Show that an orthogonal matrix M with all real eigenvalues is symmetric. Hints: Method 1. When the eigenvalues are real, so are the eigenvectors, and the unitary matrix which diagonalizes M is orthogonal. Use (11.27). Method 2. From Problem 46, note that the only real eigenvalues of an orthogonal M are ±1. Thus show that $\mathit{M}\mathit{=}{\mathit{M}}^{\mathit{-}\mathit{1}}$ . Remember that M is orthogonal to show that $\mathit{M}\mathbf{=}{\mathit{M}}^{\mathbf{T}}$.

Short answer

An orthogonal matrix M with real eigen values is symmetric.

Step-by-step solution

Given Information

If an orthogonal matrix has real eigenvalues, then its eigenvectors are also real. Since, the unitary matrix that diagonalizes has eigenvectors as columns, the unitary matrix is orthogonal. There is a theorem that states that a matrix which has real eigenvalues can be diagonalized by an orthogonal similarity transformation if and only if it is symmetric.

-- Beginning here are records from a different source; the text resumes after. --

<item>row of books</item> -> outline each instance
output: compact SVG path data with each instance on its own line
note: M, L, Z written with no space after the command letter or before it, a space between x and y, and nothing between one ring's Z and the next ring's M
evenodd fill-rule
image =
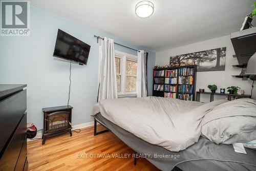
M155 83L157 84L163 84L164 78L154 78Z
M154 90L163 91L163 85L155 84L154 86Z
M179 85L178 93L193 93L193 85Z
M193 76L179 77L179 84L193 84Z
M154 71L154 77L163 77L164 76L164 70Z
M177 92L177 86L165 85L164 91L166 92Z
M177 94L176 93L164 93L164 97L169 97L174 99L176 98Z
M179 75L194 75L194 68L182 68L179 69Z
M177 78L165 78L164 82L166 84L177 84Z
M177 76L178 70L165 70L166 77L175 77Z
M193 95L188 94L178 94L178 98L183 100L193 100Z

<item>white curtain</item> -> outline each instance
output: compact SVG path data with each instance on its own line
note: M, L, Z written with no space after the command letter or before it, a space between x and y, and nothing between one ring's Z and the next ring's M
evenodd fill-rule
M117 98L114 40L104 37L99 47L98 101Z
M137 97L147 96L146 55L143 50L140 50L137 53Z

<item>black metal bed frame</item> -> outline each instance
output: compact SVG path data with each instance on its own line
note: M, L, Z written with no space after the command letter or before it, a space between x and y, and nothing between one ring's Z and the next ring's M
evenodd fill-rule
M101 125L102 125L103 126L104 126L106 130L103 130L103 131L99 131L99 132L97 132L97 122L99 123ZM94 118L94 136L96 136L96 135L99 135L99 134L104 133L108 132L109 131L111 132L111 133L112 133L111 132L111 131L110 129L109 129L106 126L105 126L105 125L104 125L102 124L101 124L101 123L100 123L100 122L97 122L97 120L95 119L95 118ZM114 134L114 133L113 133L113 134L115 135L115 134ZM135 157L134 158L133 164L135 165L136 165L136 164L137 164L137 157L136 157L137 155L136 155L136 154L138 154L138 153L136 152L135 152L134 154L135 154L134 155L134 156L135 156Z
M99 123L100 125L102 125L103 127L104 127L106 130L103 130L103 131L99 131L98 132L97 132L97 122ZM100 123L100 122L98 122L97 121L97 120L95 119L95 118L94 117L94 136L96 136L97 135L99 135L99 134L102 134L102 133L104 133L105 132L111 132L111 133L112 133L112 132L111 131L111 130L110 130L110 129L109 129L106 126L105 126L105 125L103 125L101 123ZM115 134L113 133L114 135L115 135ZM117 137L117 138L118 138ZM136 164L137 164L137 155L136 154L138 154L136 152L134 152L134 153L135 154L134 156L135 157L134 158L134 160L133 160L133 164L134 165L136 165ZM174 167L174 168L172 170L172 171L183 171L182 169L181 169L180 168L179 168L179 167L177 167L177 166L175 166Z

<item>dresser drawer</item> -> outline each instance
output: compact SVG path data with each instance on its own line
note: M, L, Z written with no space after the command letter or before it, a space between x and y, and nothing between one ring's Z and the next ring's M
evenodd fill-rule
M27 109L26 90L0 101L0 159L4 147Z
M0 170L14 170L24 142L27 145L27 142L24 142L27 140L25 139L26 135L27 115L24 114L10 143L6 147L0 160ZM24 153L24 152L22 152L22 153ZM25 160L24 162L25 162Z

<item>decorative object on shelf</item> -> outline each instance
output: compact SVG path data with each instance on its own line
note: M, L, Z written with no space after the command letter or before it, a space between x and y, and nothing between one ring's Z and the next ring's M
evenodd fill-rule
M238 90L238 94L239 95L242 95L244 94L244 90Z
M200 101L200 96L201 94L209 94L210 95L210 102L214 101L214 96L215 95L219 95L219 96L225 96L225 99L226 100L233 100L239 98L251 98L251 95L248 95L248 94L244 94L244 95L233 95L233 94L222 94L222 93L212 93L211 92L203 92L201 93L200 92L197 92L197 98L196 98L196 101Z
M238 94L238 90L241 88L237 86L230 86L227 89L230 94Z
M210 89L210 90L211 91L211 93L215 93L216 90L218 89L217 86L215 84L213 85L208 85L208 88Z
M256 7L256 6L255 6ZM254 9L255 10L255 9ZM246 74L250 75L250 79L252 80L251 85L251 96L252 96L252 90L253 90L253 84L256 80L256 53L252 55L248 61Z
M170 65L181 66L193 63L198 71L225 71L226 47L170 57Z
M225 94L225 89L221 89L221 93Z
M249 13L246 15L246 16L244 18L244 23L243 23L243 25L242 25L240 31L253 27L253 26L252 26L252 25L251 24L251 22L252 21L253 18L253 17L251 13Z
M256 80L256 53L252 55L248 61L246 74L250 75L250 79Z
M154 12L155 6L154 4L149 1L142 1L136 4L135 13L141 18L150 17Z
M204 89L199 89L199 92L200 92L200 93L204 93Z

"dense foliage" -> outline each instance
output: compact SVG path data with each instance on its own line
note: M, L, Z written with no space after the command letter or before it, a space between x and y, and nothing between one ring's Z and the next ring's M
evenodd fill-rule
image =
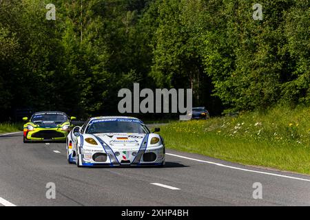
M193 88L213 115L310 103L310 1L51 1L0 0L2 120L25 108L115 114L134 82Z

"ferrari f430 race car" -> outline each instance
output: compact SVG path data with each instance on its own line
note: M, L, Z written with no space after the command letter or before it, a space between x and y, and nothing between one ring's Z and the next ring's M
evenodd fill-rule
M35 141L63 141L72 128L70 118L63 112L41 111L32 115L23 125L23 142Z
M155 129L159 131L159 129ZM74 127L67 138L67 159L78 167L165 164L165 145L140 120L97 117Z

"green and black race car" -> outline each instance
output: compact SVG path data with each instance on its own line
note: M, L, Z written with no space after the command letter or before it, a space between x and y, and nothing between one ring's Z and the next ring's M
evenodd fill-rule
M35 141L65 141L72 125L69 117L61 111L41 111L35 113L23 125L23 142Z

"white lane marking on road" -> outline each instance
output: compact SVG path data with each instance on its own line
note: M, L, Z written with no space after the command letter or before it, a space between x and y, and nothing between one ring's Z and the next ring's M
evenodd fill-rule
M3 205L4 206L16 206L16 205L10 203L8 200L6 200L2 197L0 197L0 204Z
M13 132L13 133L1 133L0 134L0 136L6 136L6 135L14 135L15 133L21 133L23 131L17 131L17 132Z
M150 184L158 186L161 186L161 187L163 187L163 188L169 188L169 189L172 190L180 190L180 189L178 188L176 188L176 187L173 187L173 186L167 186L167 185L165 185L165 184L162 184L150 183Z
M187 159L187 160L194 160L194 161L196 161L196 162L203 162L203 163L206 163L206 164L214 164L214 165L216 165L216 166L223 166L223 167L226 167L226 168L230 168L231 169L235 169L235 170L243 170L243 171L251 172L251 173L260 173L260 174L266 174L266 175L271 175L271 176L276 176L276 177L285 177L285 178L289 178L289 179L297 179L297 180L302 180L302 181L306 181L306 182L310 182L310 179L302 179L302 178L290 177L290 176L272 173L267 173L267 172L258 171L258 170L254 170L245 169L245 168L239 168L239 167L227 166L227 165L224 165L224 164L222 164L215 163L215 162L209 162L209 161L201 160L198 160L198 159L194 159L194 158L180 156L180 155L178 155L172 154L172 153L166 153L166 155L170 155L170 156L174 156L174 157L180 157L180 158L184 158L184 159Z

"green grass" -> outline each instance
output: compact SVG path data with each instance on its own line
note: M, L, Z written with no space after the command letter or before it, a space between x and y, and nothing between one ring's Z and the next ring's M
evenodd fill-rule
M1 123L0 133L23 131L23 124L20 123Z
M168 148L310 175L310 108L176 122L161 134Z

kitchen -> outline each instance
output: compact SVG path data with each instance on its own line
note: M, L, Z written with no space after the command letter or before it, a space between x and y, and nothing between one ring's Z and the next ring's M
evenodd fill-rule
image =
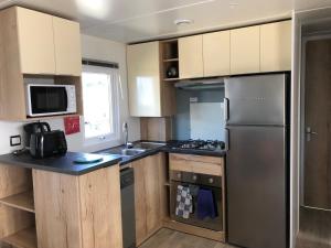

Therefore, M is symmetric.

Orthogonal Matrix

If the transpose of a square matrix containing real numbers or components equals the inverse matrix, the matrix is said to be orthogonal.

Symmetric Matrix

An orthogonal matrix whose only real eigenvalues are only $\pm 1$. We can show that $M=M^{-1}$. This means that$M^2=M{M}^{-1}=l$

The determinant of this, the LHS gives

$$\begin{gathered} det{M}^2={\left(detM\right)}^2 \\ =det{D}^2 \\ ={\left(\pm 1\right)}^2 \\ =1 \end{gathered}$$

Used the fact that $detAB=detAdetB$, the fact that $detM=detD$, where, is the diagonal matrix with eigenvalues of M , and the fact that the eigenvalues are $\pm 1$and $e^{\pm i\theta }$.

Therefore, $M=M^{-1}$. Since, M is orthogonal,$M^{-1}=M^T$ , which gives $M=M^T$. Therefore, M is symmetric.